Pew: Papers' Biggest Revenue Threat Is Inertia; Second Biggest Is Action

Before we get into the results of the latest detailed look at how U.S. newspapers are faring on the digital revenue front, let’s get one serious qualm out of the way: the Project for Excellence in Journalism’s 16-month study that cuts across an intensely active time for experiments in charging for digital content doesn’t cover paid content at all.

The data, interviews and conclusions center on advertising and efforts to create non-traditional digital revenue streams without even a sense of how many of the papers are trying digital pay. The omission is quite intentional, as Mark Jurkowitz, PEJ’s associate director, explained to paidContent via e-mail:

For one thing, we thought many paywall experiments were too new to produce any meaningful data. For another, we asked our participating newspapers to answer 60 questions, many of them requiring research and a calculator. If we had thrown in a bunch more about digital subscription revenue, it would have been too much at one time. So we collected no data on paywalls.

The Pew Research Center unit considers this to be the first of a series on the economic shifts in the news industry and plans to to gather paywall data in the future, according to Jurkowitz. If it is anything like this study, it will be chock-full of anonymized details making for interesting reading — and too late to help any of the companies and news outlets who can’t afford to wait 16 months or even a year to make decisions about their digital future. The Los Angeles Times paywall goes up Monday at roughly the same time this study is being released.

What I might see as a useful bare minimum — whether a paper is charging for digital content, when it started and what kind of model is being used — PEJ saw as not very helpful unless it included how much money was coming in, figures the participants weren’t likely to share at this stage even in an anonymized report.

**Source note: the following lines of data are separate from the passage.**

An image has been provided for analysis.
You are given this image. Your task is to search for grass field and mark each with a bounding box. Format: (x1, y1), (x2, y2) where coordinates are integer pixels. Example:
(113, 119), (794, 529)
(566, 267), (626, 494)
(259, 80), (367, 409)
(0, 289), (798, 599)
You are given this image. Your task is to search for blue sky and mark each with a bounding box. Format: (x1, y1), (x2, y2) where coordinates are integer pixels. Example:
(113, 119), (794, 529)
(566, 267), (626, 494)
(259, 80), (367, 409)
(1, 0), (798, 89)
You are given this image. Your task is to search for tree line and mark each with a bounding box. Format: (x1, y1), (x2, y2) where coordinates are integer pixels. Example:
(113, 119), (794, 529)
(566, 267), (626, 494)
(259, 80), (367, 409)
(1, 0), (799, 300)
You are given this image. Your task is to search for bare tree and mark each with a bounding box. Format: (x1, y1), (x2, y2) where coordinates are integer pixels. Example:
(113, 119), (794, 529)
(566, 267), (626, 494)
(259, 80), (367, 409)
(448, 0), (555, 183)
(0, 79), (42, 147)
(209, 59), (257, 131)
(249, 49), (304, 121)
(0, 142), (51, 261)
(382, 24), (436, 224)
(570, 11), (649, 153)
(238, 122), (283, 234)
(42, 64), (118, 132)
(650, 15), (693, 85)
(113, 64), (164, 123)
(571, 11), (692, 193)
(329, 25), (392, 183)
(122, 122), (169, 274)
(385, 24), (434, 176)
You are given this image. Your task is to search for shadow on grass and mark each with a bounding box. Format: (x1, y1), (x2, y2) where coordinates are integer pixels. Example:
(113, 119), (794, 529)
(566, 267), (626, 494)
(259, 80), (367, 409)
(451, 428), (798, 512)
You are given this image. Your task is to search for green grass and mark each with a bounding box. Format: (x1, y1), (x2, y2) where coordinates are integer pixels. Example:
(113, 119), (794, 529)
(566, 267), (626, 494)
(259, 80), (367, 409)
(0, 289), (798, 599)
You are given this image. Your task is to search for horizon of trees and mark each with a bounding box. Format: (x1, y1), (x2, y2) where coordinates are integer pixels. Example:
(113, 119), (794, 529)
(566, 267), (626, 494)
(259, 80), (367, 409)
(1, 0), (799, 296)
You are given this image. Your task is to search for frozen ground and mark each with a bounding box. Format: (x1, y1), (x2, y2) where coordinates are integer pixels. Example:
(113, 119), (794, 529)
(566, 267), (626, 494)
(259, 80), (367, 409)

In the report, PEJ explained the decision by saying the number of papers moving in that direction is “still small,” and in many cases, not enough time has elapsed to draw conclusions.” But that leaves the rest of us looking at a detailed study that shows newspapers losing $7 from print for every digital $1, primarily advertising, without even a sense of how they are addressing a key aspect of that transition. It’s an unfortunate vacuum.

PEJ didn’t have any qualms about including the still-nascent coupon/daily deal business. Thirty of the papers that provided detailed results are running “Groupon” programs, most home-grown, that accounted for 5 percent of overall digital revenue in 2011. Is it a blip or a real new revenue stream? Too soon to tell but one paper made 55 percent of its digital revenue that way and two-thirds see that source of revenue increasing this year.

The report itself paints a classic damned-if-you, damned-if you-don’t scenario: move too fast and face the risks; proceed too slow and inertia becomes the greatest risk.

The gist: some papers are less screwed than others right now; all of them face a reckoning but some will postpone it longer than others; some papers have lots of room to grow with digital revenue because they’re so far behind; and some view running a modern newspaper as the equivalent of strip mining.

One exec bluntly states, “There’s no doubt we’re going out of business right now.” (Who said it? Unless he or she comes forward, we don’t have a clue. The same is true for all of the newspaper execs quoted in The Search for a New Business Model.)

The same exec explains: “There might be a 90 percent chance you’ll accelerate the decline if you gamble and a 10 percent chance you might find the new model. No one is willing to take that chance.”

That’s not exactly true but it is fair to say the digital-revenue gamblers are far outweighed by the set that wants to maximize print revenue for as long as possible even if that means missing out on digital.

One of the scarier comments — no way of telling if it’s the same exec — comes from someone who describes his company as just 5-to-10 percent on the road to a new-look business model: “I think as a company we are just getting to a point where we are starting to make decisions about how we are going to move in this new direction.” It is like hearing chalk screeching.

The way PEJ had to proceed to get concrete results highlights the problem. The PEJ team reached out to a dozen major newspaper companies in late 2010, half were willing to participate and allow PEJ to meet with their execs to set up the terms of the study. That was followed by a 60-question designed with Princeton Survey Research Assoc. focused chiefly on digital advertising with some marginalia about non-advertising efforts. About one-third of the 121 papers represented by the six companies took part on the condition that no company or paper would be identifiable. PEJ followed up with interviews about the findings earlier this year, adding execs from another seven companies that didn’t provide details. The idea is to provide 38 “case studies” with enough detail to help other newspapers find solutions.

The 13 companies cover about 23 percent of the U.S. daily English-language market. The bulk of the papers in the data set have circulations under 25,000; as PEJ points out, the majority of the papers in the U.S. fit in that circulation bracket. The reporting papers still get 92 percent of their advertising revenue from print; the smaller ones are on the lower end of digital ad growth — 14 percent compared to 20 percent growth at papers with 50,000-plus circ– but also losing print ad revenue at a far slower pace of about 3 percent.